We have a little secret for you: Charles isn’t the only artist in our studio. The creativity is constantly flowing. We would like to introduce you the photography of our very own in-house Photographer Nicholas Rouke. Rouke graduated with a Bachelors in Visual Arts and Theater from Marlboro College and his first artistic influence was the U.S Playwright Eugene O’Neill. O’Neill explored themes of tragedy in American life and Nick found himself being drawn to them, with his favorite being the epic “Long Day’s Journey into Night.” Although Nick didn’t become a writer, his love of O’Neill sparked something within him and he realized that his medium of choice to express his creative spirit was photography. Nick has spent years perfecting his craft and developing his own voice.
So just what is Nickolas trying to tell us in this montage of still-life photographs that obviously highlight the potentially absurd, yet pointedly dark and dramatic?
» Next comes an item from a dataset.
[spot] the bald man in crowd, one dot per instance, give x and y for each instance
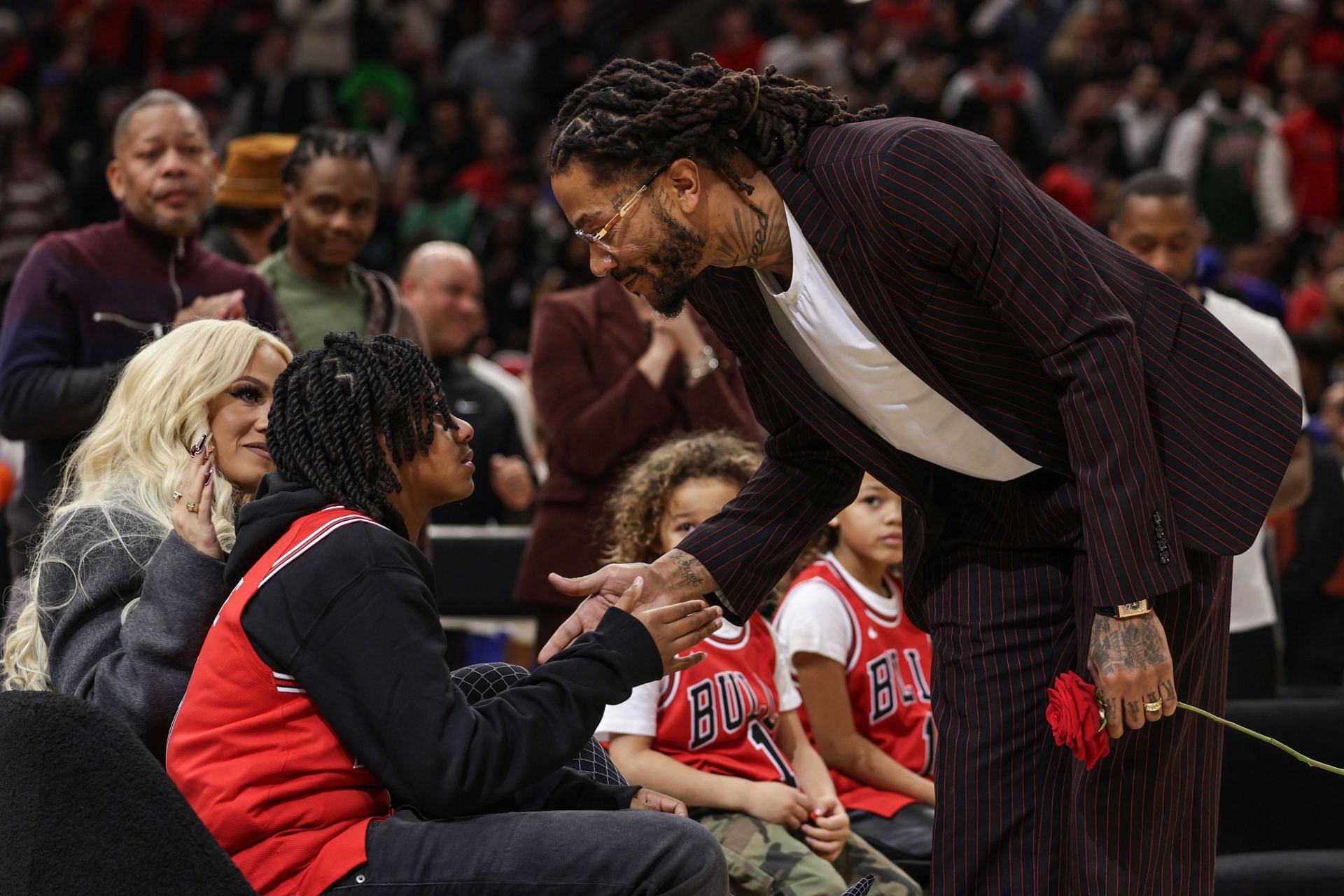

His work is a study in the human relationship to death and dying. In his own words:
“My inquiry into these weighty themes, always leavened by humor, animates the substance and style of my art. Currently I’m creating photographs using old skulls and children’s toys to create humorous pieces about nostalgia, consumerism, and death. I have chosen objects that remind me of death and tragedy and photographed them as if they are part of advertisements. The fact that life is finite drives human desire. Our culture takes advantage of that inherent yearning to sell us a version of a more complete life. My aim is to poke fun at consumer culture by making art that is ‘selling’ death; art that asks the viewers to reexamine their relationship with the objects they buy.”
No doubt that Nicholas has found his photographic voice. His images speak volumes about the relationship between popular culture and the much larger metaphysical themes of death and morbidity. And somehow he works in a commentary on consumerism and our own daily existence. We’re proud to have him on staff!